With the latest installment, the IMF has released just over US$20 billion to the Macri administration, AFP reported.

"Under the new deal, Argentina will receive about US$36.2 billion throughout the remainder of this year and all of 2019, representing a US$19-billion increase from the original arrangement negotiated in June. It already received US$15 billion in June. The remainder of the funds are slated for 2020 and 2021," Bloomberg reported.

The new deal has been described by analysts as "front-loaded," with most predicting it will mean Argentina will not seek further credit on international markets until after next year's election.

"Despite the challenging environment the government has proactively strengthened its policy plans," IMF Managing Director Christine Lagarde said in a statement.

Argentina's economic woes were brought on by a rapid loss of confidence in its currency from April, which exacerbated the downturn already underway due to the severe drought. 

The peso has lost around 50 percent of its value against the dollar since the start of the year, including 20 percent in a two-day period in August after Macri announced he was seeking to renegotiate the IMF loan.

The beefed up three-year loan package requires government spending cuts and changes to Central Bank policy, including moves to choke off inflation and allowing the currency to move freely, but authorities will be able to intervene if the peso falls to steeply.

Macri has introduced unpopular austerity measures, including halving the number of government ministries and restoring taxes on grain exports.

The IMF stressed that the package includes a "floor" on spending for social programmes. 

"Protecting the most vulnerable in Argentina continues to be a central component," and the government would "increase in spending on social assistance programmes in the event that social conditions deteriorate," the IMF said.

Austerity budget

The IMF loan announcement came the day after the lower house of Congress passed an unpopular austerity budget, which now goes to the Senate where it is expected to win final approval.

The final pre-dawn vote came after a marathon, rancorous debate and a day of unrest that saw police fire tear gas and rubber bullets at demonstrators throwing rocks outside the legislature to protest a bitter cocktail of tax increases and spending cuts.

Macri has pledged to enact a series of cuts in health, education, science, transportation, public works and culture to the tune of US$10 billion.

The budget deficit was 3.9 percent of GDP last year. The government aims to get it down to 2.7 percent in 2018 and zero by the end of next year. The IMF estimates the economy will contract by 2.6 percent this year.

An IMF official told reporters the deterioration of the currency led to a surge in the country's debt burden to 81 percent of GDP. But as the peso stabilises and with the spending cuts the aim is to bring that down to below 60 percent by 2023.
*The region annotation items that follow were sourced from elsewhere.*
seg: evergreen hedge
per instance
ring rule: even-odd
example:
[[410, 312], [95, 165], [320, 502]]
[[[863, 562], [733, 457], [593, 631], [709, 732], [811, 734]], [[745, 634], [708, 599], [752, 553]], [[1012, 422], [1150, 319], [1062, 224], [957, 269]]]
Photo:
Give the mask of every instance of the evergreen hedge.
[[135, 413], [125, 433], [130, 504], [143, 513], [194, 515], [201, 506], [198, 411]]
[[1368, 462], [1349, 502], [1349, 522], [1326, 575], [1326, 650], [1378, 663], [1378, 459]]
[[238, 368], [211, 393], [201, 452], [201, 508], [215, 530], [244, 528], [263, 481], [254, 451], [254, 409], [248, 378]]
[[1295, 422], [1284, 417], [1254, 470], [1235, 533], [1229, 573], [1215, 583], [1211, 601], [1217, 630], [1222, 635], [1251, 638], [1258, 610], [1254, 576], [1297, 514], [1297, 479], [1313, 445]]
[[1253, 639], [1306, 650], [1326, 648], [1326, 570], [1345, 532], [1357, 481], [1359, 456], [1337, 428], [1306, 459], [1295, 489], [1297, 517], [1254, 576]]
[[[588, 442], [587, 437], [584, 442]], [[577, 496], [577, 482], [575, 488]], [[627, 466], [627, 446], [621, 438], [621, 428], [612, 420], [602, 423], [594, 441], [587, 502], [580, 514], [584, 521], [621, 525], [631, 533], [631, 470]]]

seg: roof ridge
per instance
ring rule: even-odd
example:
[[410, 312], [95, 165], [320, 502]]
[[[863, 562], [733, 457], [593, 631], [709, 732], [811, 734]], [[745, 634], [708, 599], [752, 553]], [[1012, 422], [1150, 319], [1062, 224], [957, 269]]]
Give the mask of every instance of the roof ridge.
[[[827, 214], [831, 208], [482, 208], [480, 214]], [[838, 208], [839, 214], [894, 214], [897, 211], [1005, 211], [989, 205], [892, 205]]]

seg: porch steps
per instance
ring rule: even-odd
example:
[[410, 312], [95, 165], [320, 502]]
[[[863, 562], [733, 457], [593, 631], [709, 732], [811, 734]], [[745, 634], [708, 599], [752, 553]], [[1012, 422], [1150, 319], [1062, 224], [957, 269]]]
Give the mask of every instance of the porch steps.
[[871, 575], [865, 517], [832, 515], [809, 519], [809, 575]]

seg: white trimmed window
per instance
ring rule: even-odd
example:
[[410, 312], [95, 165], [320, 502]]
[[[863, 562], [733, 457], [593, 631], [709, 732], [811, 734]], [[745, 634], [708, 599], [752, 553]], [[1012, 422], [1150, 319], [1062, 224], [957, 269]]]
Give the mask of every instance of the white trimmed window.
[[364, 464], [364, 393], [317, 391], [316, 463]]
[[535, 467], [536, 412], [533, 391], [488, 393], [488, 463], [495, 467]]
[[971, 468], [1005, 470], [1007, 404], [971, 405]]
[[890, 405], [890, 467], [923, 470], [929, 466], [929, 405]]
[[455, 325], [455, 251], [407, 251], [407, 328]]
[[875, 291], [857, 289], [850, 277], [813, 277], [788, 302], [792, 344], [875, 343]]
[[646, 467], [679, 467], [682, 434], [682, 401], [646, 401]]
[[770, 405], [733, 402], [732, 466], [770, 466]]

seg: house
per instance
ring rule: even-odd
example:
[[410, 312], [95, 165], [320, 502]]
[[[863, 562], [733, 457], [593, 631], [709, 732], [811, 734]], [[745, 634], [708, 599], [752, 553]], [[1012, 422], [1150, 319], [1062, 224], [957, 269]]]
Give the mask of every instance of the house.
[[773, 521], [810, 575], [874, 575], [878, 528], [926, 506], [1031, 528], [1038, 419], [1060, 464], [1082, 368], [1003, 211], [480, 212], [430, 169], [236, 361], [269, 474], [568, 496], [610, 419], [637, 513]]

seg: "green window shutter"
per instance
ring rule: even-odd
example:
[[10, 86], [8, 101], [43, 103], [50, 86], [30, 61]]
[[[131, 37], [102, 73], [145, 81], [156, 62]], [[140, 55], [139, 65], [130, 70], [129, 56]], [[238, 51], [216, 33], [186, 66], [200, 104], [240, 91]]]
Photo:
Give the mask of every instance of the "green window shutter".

The official noted that the peso was overvalued and now was "much closer to fair value in terms of fundamentals."

The currency was trading at about 37.93 to the dollar on Friday.

The Finance Ministry has said the agreement with the IMF's executive board includes a commitment to maintain spending on social programmes to more than 1.2 percent of gross domestic product in order to protect the most vulnerable sectors.

More than 27 percent of the population in Argentina are listed as living below the poverty line. Unemployment stands at  9.6 percent.